Opinion
4:20-cv-00087-TWP-KMB
05-25-2023
ORDER IN LIMINE
Hon. Tanya Walton Pratt, Chief Judge
This matter is before the Court on Defendant General Motors LLC's ("GM") objections to Exhibits 157, 159-65, 174, 175, 101-18, 120, 122, and 188,which Plaintiff Emmanuel Barnes ("Barnes") intends to offer at trial (Filing No. 92). The parties presented oral argument on GM's objections at the May 15, 2023 Final Pretrial Conference and filed additional briefing on May 19, 2023 (Filing No. 97; Filing No. 98; Filing No. 99). For the following reasons, GM's objections are sustained in part and overruled in part.
GM filed written objections to other exhibits Barnes intends to offer at trial (Filing No. 92). At the Final Pretrial Conference, the Court stated it would issue a written opinion on GM's objections to Exhibits 157, 159-65, 174, 175, 101-118, 120, 122, and 188, and that all remaining objections, including GM's objections to Exhibits 147 and 148, will be resolved at trial (Filing No. 97 at 3).
I. LEGAL STANDARD
"[J]udges have broad discretion in ruling on evidentiary questions during trial or before on motions in limine." Jenkins v. Chrysler Motors Corp., 316 F.3d 663, 664 (7th Cir. 2002). The court excludes evidence on a motion in limine only if the evidence clearly is not admissible for any purpose. See Hawthorne Partners v. AT&T Technologies, Inc., 831 F.Supp. 1398, 1400 (N.D. Ill. 1993). Unless evidence meets this exacting standard, evidentiary rulings must be deferred until trial so questions of foundation, relevancy, and prejudice may be resolved in context. Id. at 140001. Moreover, denial of a motion in limine does not necessarily mean that all evidence contemplated by the motion is admissible; rather, it only means that, at the pretrial stage, the court is unable to determine whether the evidence should be excluded. Id. at 1401. "The purpose of a motion in limine is not to weigh competing arguments about the strength of the parties' evidence and theories, nor is it to decide which party's assumptions are correct. A motion in limine weeds out evidence that is not admissible for any purpose." Washington Frontier League Baseball, LLC v. Zimmerman, No. 14-cv-1862, 2018 WL 3120623, at *2 (S.D. Ind. June 26, 2018).
II. DISCUSSION
GM objects to three groups of exhibits: exhibits "Related to Plaintiff's Union" (Exs. 157, 159-65, 174, and 175); exhibits "Related to Plaintiff's Historical Medical Records" (Exs. 101-18, 120, and 122); and exhibits "Related to Communication Between Aubrey Courson and Jeremy Randolph (Ex. 188). The Court will address each objection in turn.
A. Exhibits Related to Barnes' Union (Exs. 157, 159-65, 174, and 175)
GM first objects to Exhibits 157, 159-65, 174, and 175, which GM contends all relate solely to Barnes' pending union grievance and thus are irrelevant to his disability discrimination claim (Filing No. 99 at 2). GM also argues that these exhibits would cause unfair prejudice and could cause the jury to confuse Barnes' disability discrimination claim with his union grievances and might improperly imply that a violation of Barnes' collective bargaining agreement equals disability discrimination or a failure to accommodate. Id. at 2-3. Barnes responds that all of these exhibits are relevant to his disability discrimination claim and are therefore admissible. The Court largely agrees with Barnes.
1. Exhibit 157
Exhibit 157 is the Local Seniority Agreement between GM and Barnes' union (the "Seniority Agreement") (Filing No. 74). The Seniority Agreement outlines employees' transfer and placement rights based on seniority (Filing No. 98). Barnes contends that the Seniority Agreement is relevant to his disability discrimination claim because it pertains to the reasonableness of GM's purported accommodation.

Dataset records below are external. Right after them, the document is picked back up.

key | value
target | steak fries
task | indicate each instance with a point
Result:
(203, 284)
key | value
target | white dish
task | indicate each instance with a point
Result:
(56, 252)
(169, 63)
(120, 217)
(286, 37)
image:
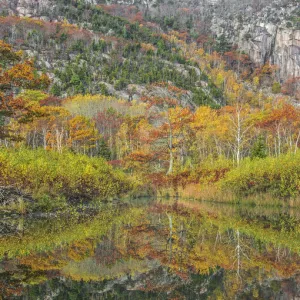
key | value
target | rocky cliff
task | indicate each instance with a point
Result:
(267, 35)
(267, 30)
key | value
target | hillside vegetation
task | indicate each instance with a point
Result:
(95, 106)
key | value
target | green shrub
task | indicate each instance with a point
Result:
(68, 176)
(277, 176)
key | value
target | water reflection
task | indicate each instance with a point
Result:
(153, 250)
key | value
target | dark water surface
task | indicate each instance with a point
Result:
(153, 250)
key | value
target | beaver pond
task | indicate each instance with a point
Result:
(152, 249)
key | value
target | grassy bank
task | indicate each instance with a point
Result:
(272, 181)
(55, 179)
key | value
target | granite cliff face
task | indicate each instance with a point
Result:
(267, 35)
(263, 29)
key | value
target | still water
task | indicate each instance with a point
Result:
(152, 249)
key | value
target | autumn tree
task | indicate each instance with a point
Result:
(16, 74)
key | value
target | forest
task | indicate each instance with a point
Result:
(92, 115)
(149, 150)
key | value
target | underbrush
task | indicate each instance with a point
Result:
(55, 179)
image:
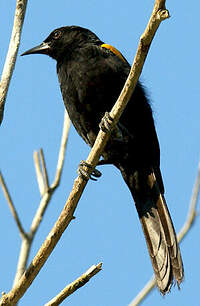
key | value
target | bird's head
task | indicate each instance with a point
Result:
(63, 41)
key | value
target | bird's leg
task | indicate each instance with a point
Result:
(96, 173)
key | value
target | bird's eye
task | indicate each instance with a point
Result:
(57, 34)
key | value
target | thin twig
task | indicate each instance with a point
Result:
(78, 283)
(38, 171)
(44, 170)
(12, 207)
(26, 243)
(192, 213)
(63, 147)
(67, 214)
(12, 53)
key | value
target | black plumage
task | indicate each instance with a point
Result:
(91, 76)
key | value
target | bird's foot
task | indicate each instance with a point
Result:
(96, 173)
(105, 124)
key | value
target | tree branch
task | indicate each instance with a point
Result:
(12, 207)
(192, 213)
(78, 283)
(38, 170)
(12, 53)
(27, 238)
(79, 184)
(63, 147)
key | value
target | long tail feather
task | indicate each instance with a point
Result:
(158, 230)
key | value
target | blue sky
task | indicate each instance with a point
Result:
(106, 227)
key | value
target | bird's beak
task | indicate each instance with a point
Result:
(41, 49)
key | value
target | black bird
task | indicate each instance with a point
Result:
(91, 75)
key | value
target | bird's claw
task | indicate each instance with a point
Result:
(105, 124)
(96, 173)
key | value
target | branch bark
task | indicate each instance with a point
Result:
(78, 283)
(12, 53)
(192, 213)
(159, 14)
(27, 238)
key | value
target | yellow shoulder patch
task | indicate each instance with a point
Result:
(114, 50)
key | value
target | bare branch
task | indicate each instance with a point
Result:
(192, 213)
(47, 195)
(12, 207)
(27, 241)
(44, 170)
(38, 171)
(63, 147)
(12, 53)
(78, 283)
(79, 184)
(23, 258)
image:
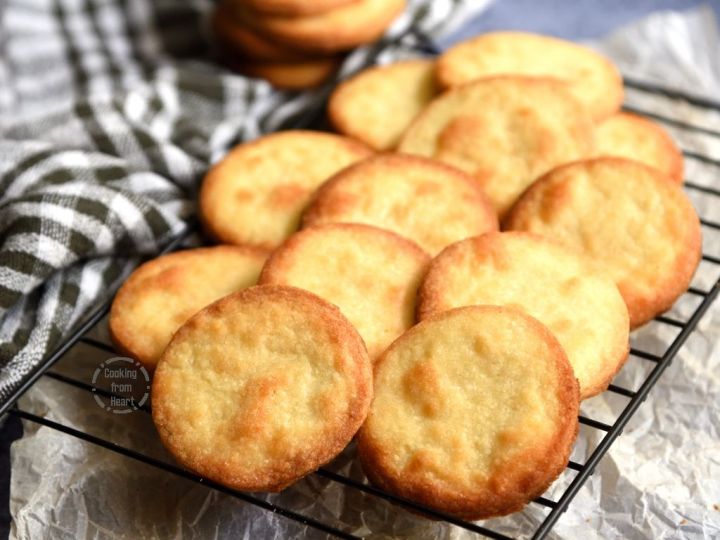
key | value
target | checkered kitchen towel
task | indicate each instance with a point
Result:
(110, 112)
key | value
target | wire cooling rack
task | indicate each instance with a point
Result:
(643, 98)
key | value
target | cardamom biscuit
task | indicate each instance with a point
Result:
(475, 413)
(339, 29)
(293, 75)
(163, 293)
(579, 304)
(296, 8)
(261, 388)
(378, 104)
(239, 38)
(634, 137)
(627, 217)
(256, 194)
(371, 274)
(504, 131)
(591, 78)
(424, 200)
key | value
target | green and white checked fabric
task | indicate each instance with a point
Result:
(110, 112)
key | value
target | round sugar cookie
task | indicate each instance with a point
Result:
(261, 388)
(504, 131)
(163, 293)
(579, 304)
(256, 194)
(338, 29)
(591, 78)
(239, 38)
(295, 75)
(634, 137)
(371, 274)
(424, 200)
(378, 104)
(474, 414)
(626, 217)
(296, 8)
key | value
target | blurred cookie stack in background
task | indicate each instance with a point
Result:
(297, 44)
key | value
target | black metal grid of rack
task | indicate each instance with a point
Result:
(581, 471)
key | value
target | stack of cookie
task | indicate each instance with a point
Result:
(375, 292)
(297, 44)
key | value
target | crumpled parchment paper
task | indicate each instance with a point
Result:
(661, 478)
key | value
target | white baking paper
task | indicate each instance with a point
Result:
(661, 478)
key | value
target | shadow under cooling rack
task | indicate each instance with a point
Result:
(655, 361)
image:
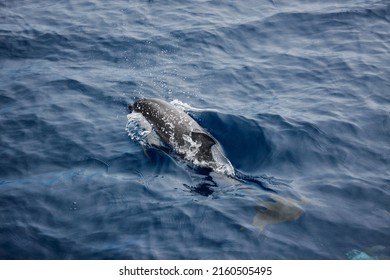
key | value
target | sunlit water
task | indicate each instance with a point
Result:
(296, 93)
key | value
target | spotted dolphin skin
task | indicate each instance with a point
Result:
(183, 134)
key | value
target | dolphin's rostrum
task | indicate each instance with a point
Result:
(183, 134)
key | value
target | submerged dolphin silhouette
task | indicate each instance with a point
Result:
(183, 134)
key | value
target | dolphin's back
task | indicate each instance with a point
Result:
(176, 128)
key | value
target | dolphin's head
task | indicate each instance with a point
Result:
(137, 106)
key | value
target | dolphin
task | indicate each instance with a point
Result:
(183, 134)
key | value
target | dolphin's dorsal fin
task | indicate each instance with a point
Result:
(206, 140)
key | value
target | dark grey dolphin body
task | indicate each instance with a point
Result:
(182, 133)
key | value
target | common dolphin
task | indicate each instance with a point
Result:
(183, 134)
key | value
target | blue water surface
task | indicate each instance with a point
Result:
(296, 92)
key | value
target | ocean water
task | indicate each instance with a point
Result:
(296, 92)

Barnes intends to argue that when GM unilaterally reassigned him from his crib attendant position to the Die Cast Department in September 2019, GM violated Barnes' rights under the Seniority Agreement, and that the job reassignment was therefore not a reasonable accommodation. Id. at 5. Seventh Circuit law is clear that an accommodation that violates an employee's seniority rights is not a "reasonable accommodation" for purposes of disability discrimination. See, e.g., Tate v. Dart, 51 F.4th 789, 798 (7th Cir. 2022) ("Based on US Airways, we have said that 'it is unreasonable to assign an employee to a position as an accommodation if doing so would violate the employer's seniority system.'" (quoting Dunderdale v. United Airlines, Inc., 807 F.3d 849, 854 (7th Cir. 2015)) (citing US Airways, Inc. v. Barnett, 535 U.S. 391, 394 (2002))).

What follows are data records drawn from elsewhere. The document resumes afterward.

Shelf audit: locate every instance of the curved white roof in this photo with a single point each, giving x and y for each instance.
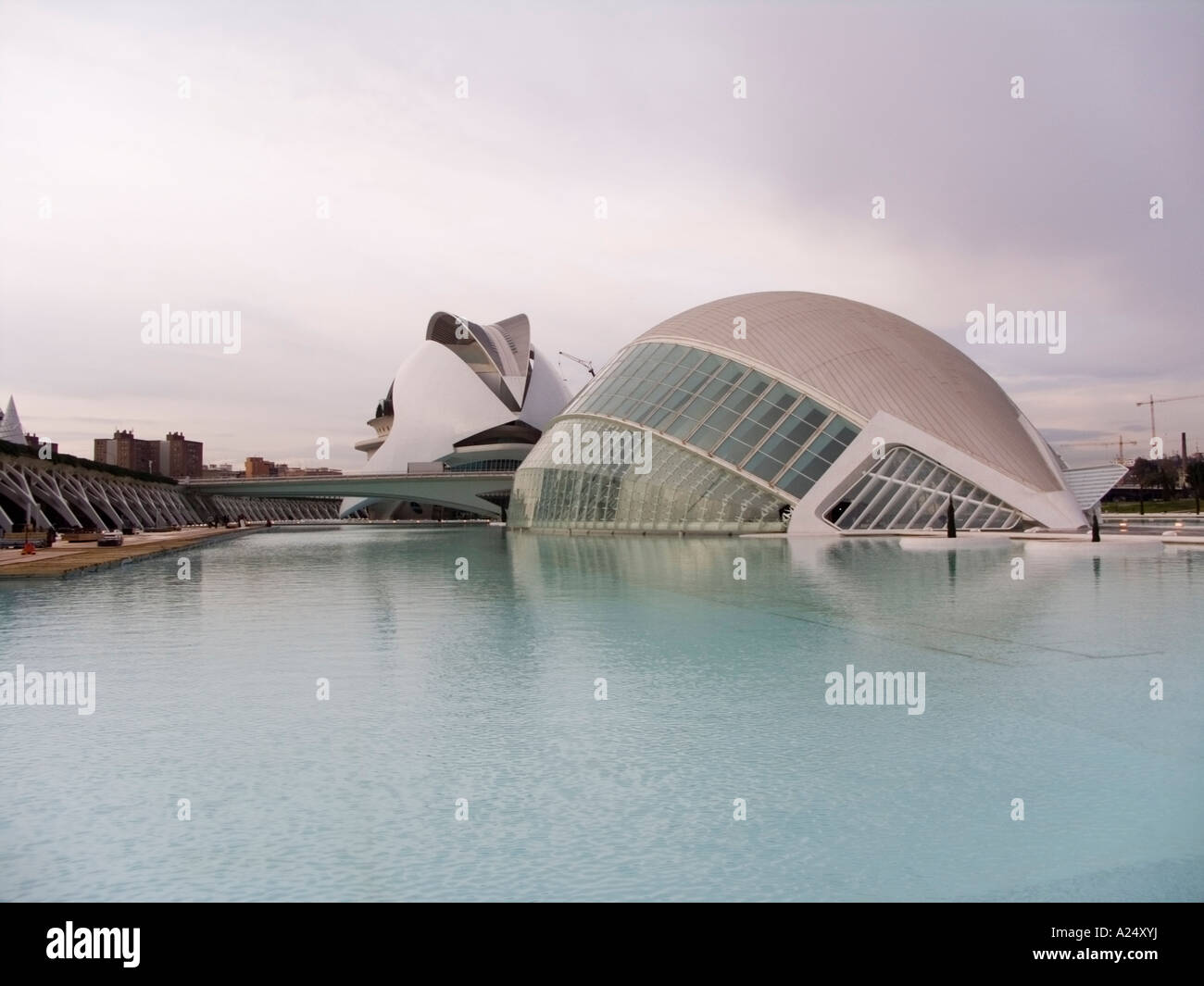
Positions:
(871, 360)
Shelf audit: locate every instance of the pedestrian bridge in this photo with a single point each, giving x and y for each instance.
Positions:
(483, 493)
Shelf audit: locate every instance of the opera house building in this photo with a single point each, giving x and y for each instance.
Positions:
(773, 412)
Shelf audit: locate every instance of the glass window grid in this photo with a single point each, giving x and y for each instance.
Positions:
(908, 492)
(671, 390)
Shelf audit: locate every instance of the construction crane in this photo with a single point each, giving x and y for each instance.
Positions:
(1120, 445)
(1164, 401)
(586, 364)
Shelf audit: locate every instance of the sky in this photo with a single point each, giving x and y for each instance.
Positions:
(336, 172)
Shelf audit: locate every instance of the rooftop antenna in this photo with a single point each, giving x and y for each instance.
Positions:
(586, 364)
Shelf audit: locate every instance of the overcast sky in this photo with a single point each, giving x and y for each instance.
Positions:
(119, 195)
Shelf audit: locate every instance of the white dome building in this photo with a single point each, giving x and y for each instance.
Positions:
(469, 399)
(829, 416)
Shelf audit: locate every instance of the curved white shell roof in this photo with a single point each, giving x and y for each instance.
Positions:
(870, 361)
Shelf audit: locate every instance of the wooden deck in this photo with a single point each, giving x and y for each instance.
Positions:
(65, 559)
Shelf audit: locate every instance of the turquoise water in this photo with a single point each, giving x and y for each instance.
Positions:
(484, 689)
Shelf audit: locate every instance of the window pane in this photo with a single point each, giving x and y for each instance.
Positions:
(734, 452)
(706, 437)
(763, 466)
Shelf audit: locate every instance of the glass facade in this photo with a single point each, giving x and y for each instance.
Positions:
(679, 490)
(721, 407)
(908, 492)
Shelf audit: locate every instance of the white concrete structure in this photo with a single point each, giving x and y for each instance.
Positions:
(470, 397)
(797, 411)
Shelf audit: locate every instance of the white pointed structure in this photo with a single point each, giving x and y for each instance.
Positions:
(470, 397)
(10, 425)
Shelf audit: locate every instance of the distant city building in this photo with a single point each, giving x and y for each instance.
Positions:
(173, 456)
(221, 471)
(260, 468)
(181, 456)
(284, 469)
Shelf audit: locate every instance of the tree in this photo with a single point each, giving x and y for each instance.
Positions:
(1148, 473)
(1196, 480)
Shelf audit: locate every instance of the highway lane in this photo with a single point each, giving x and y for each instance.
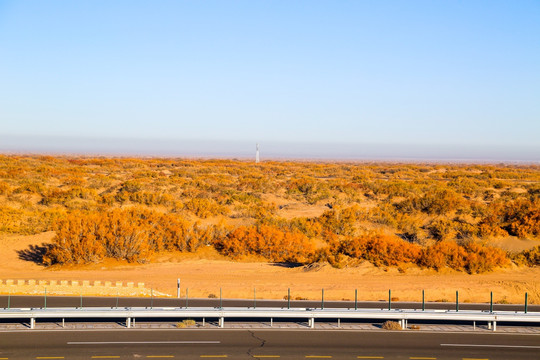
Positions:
(75, 301)
(265, 344)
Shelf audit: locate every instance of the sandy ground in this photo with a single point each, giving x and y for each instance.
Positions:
(238, 279)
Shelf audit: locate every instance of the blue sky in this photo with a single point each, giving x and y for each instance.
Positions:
(347, 75)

The Court agrees with Barnes. The Seniority Agreement is relevant to GM's alleged violation of its seniority system, which is in turn relevant to whether GM's purported accommodation was reasonable. Though the Seniority Agreement may also be relevant to Barnes' union grievances, Barnes intends to offer the Seniority Agreement for purposes relevant to his disability discrimination claim. GM's objection to Exhibit 157 is overruled.
2. Exhibits 159-65, 174
Exhibits 159 and 160 are copies of Paragraph 64(d) from the 2015 and 1982 National Agreements, respectively, between GM and Barnes' union (Filing No. 74). Both National Agreements contain an identical Paragraph 64(d), which governs the loss of an employee's seniority status and sets forth certain procedures related to loss of seniority. Paragraph 64(d) provides that "[s]eniority shall be broken" if:
. . . the employee fails to return to work within five working days after being notified to report for work, and does not give a satisfactory reason. Such notice shall be clear in intent and purpose. A copy of Management's notification of such loss of seniority will be furnished promptly to the Chairperson of the Shop Committee.

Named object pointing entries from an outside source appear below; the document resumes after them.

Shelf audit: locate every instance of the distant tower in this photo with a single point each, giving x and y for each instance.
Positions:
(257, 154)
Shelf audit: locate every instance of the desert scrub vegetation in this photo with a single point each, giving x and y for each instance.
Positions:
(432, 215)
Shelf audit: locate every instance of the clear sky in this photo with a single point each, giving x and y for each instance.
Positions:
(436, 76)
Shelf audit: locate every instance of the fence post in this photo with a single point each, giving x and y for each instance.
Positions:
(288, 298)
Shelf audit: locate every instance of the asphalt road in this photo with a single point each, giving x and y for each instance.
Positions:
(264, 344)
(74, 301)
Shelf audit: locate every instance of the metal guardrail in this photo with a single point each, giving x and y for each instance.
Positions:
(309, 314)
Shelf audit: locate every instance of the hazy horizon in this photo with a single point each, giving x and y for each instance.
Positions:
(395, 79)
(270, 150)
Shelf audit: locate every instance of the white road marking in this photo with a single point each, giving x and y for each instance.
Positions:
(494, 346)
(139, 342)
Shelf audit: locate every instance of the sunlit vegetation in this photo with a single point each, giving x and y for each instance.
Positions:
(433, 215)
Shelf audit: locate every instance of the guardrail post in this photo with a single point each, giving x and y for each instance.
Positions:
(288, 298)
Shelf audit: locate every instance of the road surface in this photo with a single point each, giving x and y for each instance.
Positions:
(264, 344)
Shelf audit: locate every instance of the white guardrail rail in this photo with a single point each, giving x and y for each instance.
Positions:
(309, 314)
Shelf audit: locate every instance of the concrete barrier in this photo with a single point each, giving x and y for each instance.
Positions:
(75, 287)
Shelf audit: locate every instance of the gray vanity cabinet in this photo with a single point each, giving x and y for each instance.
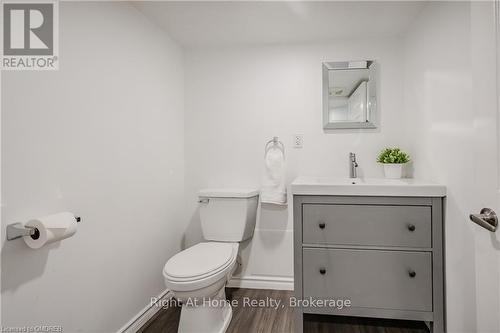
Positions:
(382, 254)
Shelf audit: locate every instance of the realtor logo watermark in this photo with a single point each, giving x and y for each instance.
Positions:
(30, 35)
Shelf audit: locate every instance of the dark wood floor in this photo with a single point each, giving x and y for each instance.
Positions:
(268, 320)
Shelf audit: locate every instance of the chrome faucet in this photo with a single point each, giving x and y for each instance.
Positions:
(353, 171)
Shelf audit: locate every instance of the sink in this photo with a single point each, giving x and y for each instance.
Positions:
(366, 187)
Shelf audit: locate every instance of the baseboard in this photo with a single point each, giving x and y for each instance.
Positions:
(145, 314)
(262, 282)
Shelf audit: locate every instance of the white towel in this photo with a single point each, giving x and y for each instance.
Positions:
(273, 185)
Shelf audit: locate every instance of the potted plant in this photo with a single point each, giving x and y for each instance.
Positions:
(393, 160)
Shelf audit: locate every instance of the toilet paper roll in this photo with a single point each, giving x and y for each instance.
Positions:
(51, 229)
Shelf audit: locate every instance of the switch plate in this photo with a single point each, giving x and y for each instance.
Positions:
(298, 141)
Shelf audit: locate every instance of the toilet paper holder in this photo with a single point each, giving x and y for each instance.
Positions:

Exhibit 161 is an undated letter from GM's Vice President, B.P. Crane, Jr., to GM's personnel directors regarding "Loss of Seniority - Notification" (Filing No. 74). The letter attaches several "sample letters," which Mr. Crane stated should be "used as models" to assist the personnel managers' compliance with Paragraphs 64(c), 64(d), and 111(b) of the National Agreement. The "sample letter" associated with Paragraph 64(d) states:
In accordance with Paragraph (64)(d) of the GM-UAW National Agreement you are hereby instructed to report for work on (enter date). Failure to report for work in accordance with this notice within five (5) working days after delivery or attempted delivery of this notice or within five (5) working days beginning with the above specified date, whichever is later, may result in the loss of your seniority.
In addition, you are advised to report to the Employment Office at (enter time) on (enter date[).] You will receive a physical examination and further information regarding your return to work at that time.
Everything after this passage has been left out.